Actually this isn't quite true - I did have to mod the engine mount, which was too large for the engine (I glued a piece of nylon inside of one of the forks. It seems to work very well). One snag with precision cut plastic parts is that you have to use what's there. A smaller mount won't fit the firewall moulding. One of the greatest plus points re: building, are the instructions. Photos are many and beautifully clear, and the text is written in several languages, including strangely, well-translated English!
There is one area where I would deviate from them though. This is the material recommended for bonding ABS plastic parts, like the bulkheads and firewall. Epoxy or cyano is recommended. I definitely wouldn't use epoxy - it won't take to plastic like it does to balsa, even if surfaces are well roughened. I only used it for sealing the firewall, after it had been glued. Cyano is OK, but Plastiweld is what you really want. It's a clear liquid, painted on with a brush, and works like a cement - lightly dissolving the met surfaces and welding them together. There's no way that firewall is going to move! Plastiweld doesn't take to reinforced nylon however. Cyano works well here.

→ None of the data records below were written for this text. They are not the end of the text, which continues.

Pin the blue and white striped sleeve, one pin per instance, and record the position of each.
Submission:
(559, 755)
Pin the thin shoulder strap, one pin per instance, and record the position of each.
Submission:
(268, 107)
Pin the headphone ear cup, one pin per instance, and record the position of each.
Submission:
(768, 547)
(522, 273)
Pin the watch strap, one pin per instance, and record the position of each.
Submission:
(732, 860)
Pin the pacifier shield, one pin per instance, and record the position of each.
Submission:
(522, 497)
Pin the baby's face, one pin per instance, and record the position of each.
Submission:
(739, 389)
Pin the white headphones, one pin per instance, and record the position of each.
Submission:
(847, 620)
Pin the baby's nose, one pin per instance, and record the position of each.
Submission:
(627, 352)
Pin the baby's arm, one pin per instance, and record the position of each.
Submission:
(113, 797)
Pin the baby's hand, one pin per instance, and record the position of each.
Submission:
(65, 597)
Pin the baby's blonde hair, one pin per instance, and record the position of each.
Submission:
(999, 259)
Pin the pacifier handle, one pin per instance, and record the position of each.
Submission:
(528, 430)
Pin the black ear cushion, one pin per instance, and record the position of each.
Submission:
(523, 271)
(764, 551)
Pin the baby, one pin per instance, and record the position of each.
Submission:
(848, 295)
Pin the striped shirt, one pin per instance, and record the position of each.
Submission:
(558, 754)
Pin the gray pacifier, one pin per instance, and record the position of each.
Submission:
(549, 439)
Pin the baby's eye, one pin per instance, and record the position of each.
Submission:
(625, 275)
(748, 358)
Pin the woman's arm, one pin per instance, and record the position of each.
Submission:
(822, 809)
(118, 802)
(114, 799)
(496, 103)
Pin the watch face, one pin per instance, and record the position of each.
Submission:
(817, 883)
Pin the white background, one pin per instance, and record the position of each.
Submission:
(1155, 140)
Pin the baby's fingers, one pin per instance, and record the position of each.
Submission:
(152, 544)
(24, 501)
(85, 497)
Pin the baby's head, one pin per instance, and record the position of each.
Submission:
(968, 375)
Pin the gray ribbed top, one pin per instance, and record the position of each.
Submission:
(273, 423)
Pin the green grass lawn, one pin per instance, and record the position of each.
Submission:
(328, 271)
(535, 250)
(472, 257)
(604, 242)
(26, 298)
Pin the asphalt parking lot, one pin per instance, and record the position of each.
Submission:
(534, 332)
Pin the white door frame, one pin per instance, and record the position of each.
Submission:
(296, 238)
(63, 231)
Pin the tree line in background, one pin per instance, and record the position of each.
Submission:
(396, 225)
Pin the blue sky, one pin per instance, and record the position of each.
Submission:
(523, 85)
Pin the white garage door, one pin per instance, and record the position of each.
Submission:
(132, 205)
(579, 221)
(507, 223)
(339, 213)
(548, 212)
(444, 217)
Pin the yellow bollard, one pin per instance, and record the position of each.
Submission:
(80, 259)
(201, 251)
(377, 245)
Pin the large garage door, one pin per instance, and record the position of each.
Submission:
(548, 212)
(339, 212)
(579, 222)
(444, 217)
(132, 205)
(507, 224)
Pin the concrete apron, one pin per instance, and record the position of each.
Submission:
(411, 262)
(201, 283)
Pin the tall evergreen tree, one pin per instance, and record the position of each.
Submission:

The fuz has a cut out designed to allow large two stroke silencers to be used. If using a four stroke, a fairing is supplied to fit over the cut out - very nice and neat. Only thing is, if you cut it away slightly to allow silencer access, it leaves a whopping great hole to fill up with oil, etc. In my case the hole was too big to fill in with epoxy, so I covered it with masking tape and epoxied over that. (Nice to see I'm one up on RCM&E - they left theirs with a thumping big hole)!
Running the engine in the workshop revealed a serious problem. The fuel tank is supported at the front through a hole in the firewall, separated and insulated by a ring of silicone. This is fine. At the back though, it's supported by a nylon saddle, and directly glued to the fuz. The saddle is an exact fit to the tank, so using foam for insulation is not an option. Therefore the vibes from the engine slosh up the fuel when half-full, causing air bubbles to shoot up the line and cutting of the engine.
This was no good so instead; I packed the void around the tank with foam, wrapped the saddle in foam, then glued the saddle plus foam aft of the tank to stop it moving backwards. This has solved the problem.
What Did I Think?
I was worried that the .52 four-stroke engine might struggle, so a mate at the club (much better pilot than me) took it off for its maiden flight. It needed the whole strip length to get off, and needed full up elevator. Once under way however, it climbed very well. Cruising hands off is no problem (even for me!), but need full up trim to stay level.
I have since discovered that the C of G, although correct as per instructions, is probably too far forward. The instructions state 75mm aft of the leading edge, which is 29% of the mean chord. I have moved this aft to 33% by moving the battery, so this might correct the forward balance bias - but I have yet to fly in this configuration!
My favourite way of attaching the aerial is with a brass 'S' hook is butt jointed to the fin with cyano. This is a weak joint, so when you hang it in a tree it comes loose, and you don't pull the aerial / fin to bits!
I really like using the small engine in this big plane. Sure, it won't pull long loops or do crazy aerobatics, but that's not what the Cardinal is about. With a well-balanced prop and ali spinner (I use a Top Flite magnetic balancer) it is 'whisper' quiet with a standard silencer, and gets great oohs and aahs from the crowd after low passes!
On full power it is surprisingly quick (fuz and wing are very slippery), but will crawl into landing before a stall on full up elevator. One thing though, weight and slipperiness mean no steep approaches! It takes a while to slow down. I toyed with using flaperons (it's possible to install two aileron servos, which I like), but they are only useful for slowing down a fast approach. Don't use them near stall speed, or it will tip stall, due to the ailerons being of strip type.
I was concerned about the main landing gear being made from reinforced nylon instead of steel, but after several half-landing, half-fall out the skies, they show no sign of breaking.
For the absolute beginner, maybe the Cardinal is a little fast. It doesn't allow as much thinking time as some others. But it is such a sweet flyer, and near bullet proof in construction (I have never ever broken the back end of the Ready, Jupiter or this one despite ruthless provocation), that maybe with buddy box, I would say this is an excellent place for a newcomer to put his cash (£100 - £120).
bugbears? Well, Ripmax is the distributor, so at the moment, unless your
shop has it in stock, your gonna wait a loooooong time for it to arrive.
And the fuel tank support system is rubbish. But that's it. I love this
plane, the best ton I have ever spent!